By Ian O’Neill
Discovery News
“We’ve been EMP’d!” your commanding officer screams over the noise of incoming gunfire. “Electronics are down!”
This may sound familiar if, like me, you’re a fan of “Call of Duty: Modern Warfare 3” — a hugely popular first-person video game based in a fictional near-future when the U.S. goes to war with Russia. But if you’ve been following the GOP presidential campaign recently, you might think one or two of the candidates are out of touch with the not-so-fictional near future.
In particular, it seems Newt Gingrich has been playing too much “Call of Duty.”
Gingrich has been a long-time worrier about the threat of an attack on the U.S. from a rich terrorist organization or rogue nation — such as North Korea or Iran — that could cripple the nation, killing “millions” of citizens. But how could such a dastardly deed be accomplished?
Citing the specter that has been hanging over us since the Cold War, he believes the U.S. is vulnerable to an electromagnetic pulse — or EMP for short.
A nuclear weapon could be detonated above North America, reasons Gingrich, and the resulting electronic interference would render the nation’s power grid, satellites, computers etc., useless. Death and mayhem would ensue. It would be a bit like “Mad Max,” but with less ’70’s hairdos.
“Without adequate preparation, we would basically lose our civilization in a matter of seconds,” he said during a 2009 conference.
The situation is apparently so dire that Gingrich co-wrote a doomsday book on the topic, called “One Second After.”
Although game developers take the effect of EMP damage for granted, what are the realities of a space-based nuclear detonation?
Supporting Gingrich’s argument, the impact of high-altitude nuclear tests during the Cold War proves that detonating nuclear bombs is a bad idea all-round.
In 1962, the U.S. detonated a 1.4 megaton nuke 200 miles above the Pacific Ocean to, you know, see what would happen.
Although situated 900 miles from the blast site, Hawaii felt the impact from the famous “Starfish Prime” explosion. Streetlights were knocked out, telephone communications were blocked and household alarms were triggered.
Beautiful equatorial auroral displays also lit up the sky. The event was nicknamed the “rainbow bomb.”
The nuclear blast had caused all kinds of upper-atmosphere turmoil that generated rapid and powerful changes in the Earth’s magnetic field, producing a pulse throughout the atmosphere below. The resulting induction of electrical currents shorted unshielded electrical supplies, like Honolulu’s streetlights.
Radiation also surged above the atmosphere, causing indiscriminate damage to a number of satellites. The world’s first commercial communications satellite Telstar was also badly bruised by the incident.

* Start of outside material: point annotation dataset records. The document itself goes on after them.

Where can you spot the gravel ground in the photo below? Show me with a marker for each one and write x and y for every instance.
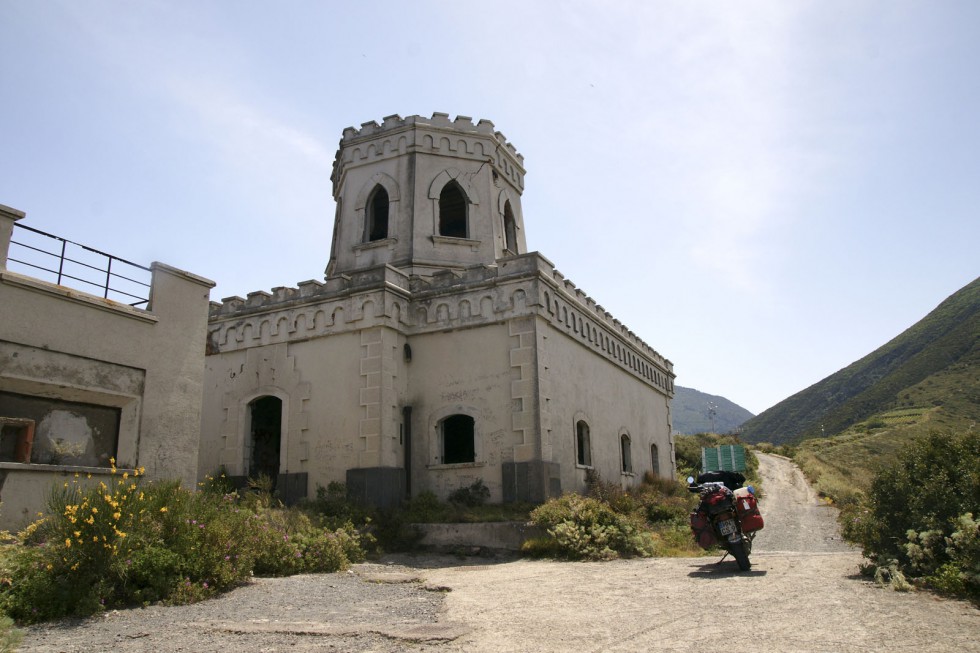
(802, 594)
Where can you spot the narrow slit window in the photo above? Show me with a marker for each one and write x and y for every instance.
(510, 228)
(625, 444)
(376, 220)
(583, 444)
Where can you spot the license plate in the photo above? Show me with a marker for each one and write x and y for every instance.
(727, 527)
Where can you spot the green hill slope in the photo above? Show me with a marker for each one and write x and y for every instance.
(931, 371)
(693, 411)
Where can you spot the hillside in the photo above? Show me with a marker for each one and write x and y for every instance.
(697, 412)
(929, 376)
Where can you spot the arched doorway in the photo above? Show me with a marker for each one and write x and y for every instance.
(266, 438)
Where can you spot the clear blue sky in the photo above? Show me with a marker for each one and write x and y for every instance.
(763, 191)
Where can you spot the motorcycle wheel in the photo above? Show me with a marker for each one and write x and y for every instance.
(740, 552)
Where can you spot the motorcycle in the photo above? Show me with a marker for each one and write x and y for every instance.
(727, 515)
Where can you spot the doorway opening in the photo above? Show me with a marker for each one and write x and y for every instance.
(266, 438)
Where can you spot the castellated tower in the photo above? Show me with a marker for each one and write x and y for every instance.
(437, 353)
(424, 195)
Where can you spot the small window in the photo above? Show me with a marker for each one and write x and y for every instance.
(583, 444)
(510, 228)
(624, 445)
(376, 215)
(458, 443)
(452, 211)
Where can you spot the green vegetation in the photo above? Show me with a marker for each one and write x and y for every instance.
(696, 412)
(610, 522)
(135, 542)
(918, 520)
(932, 370)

In the same year, a similar test by the Soviets — using a smaller warhead over a populated region of Kazakhstan — generated an amplified EMP effect due to the stronger geomagnetic field at that latitude, causing a power station to fail and catch fire.
Some of the effects of an EMP are analogous to a geomagnetic storm, when the solar wind and coronal mass ejections (CMEs) interact with the Earth’s magnetosphere. Although not as localized as a nuclear explosion, there are worries that an intense solar storm could generate huge currents across the Earth’s atmosphere, shorting entire power grids.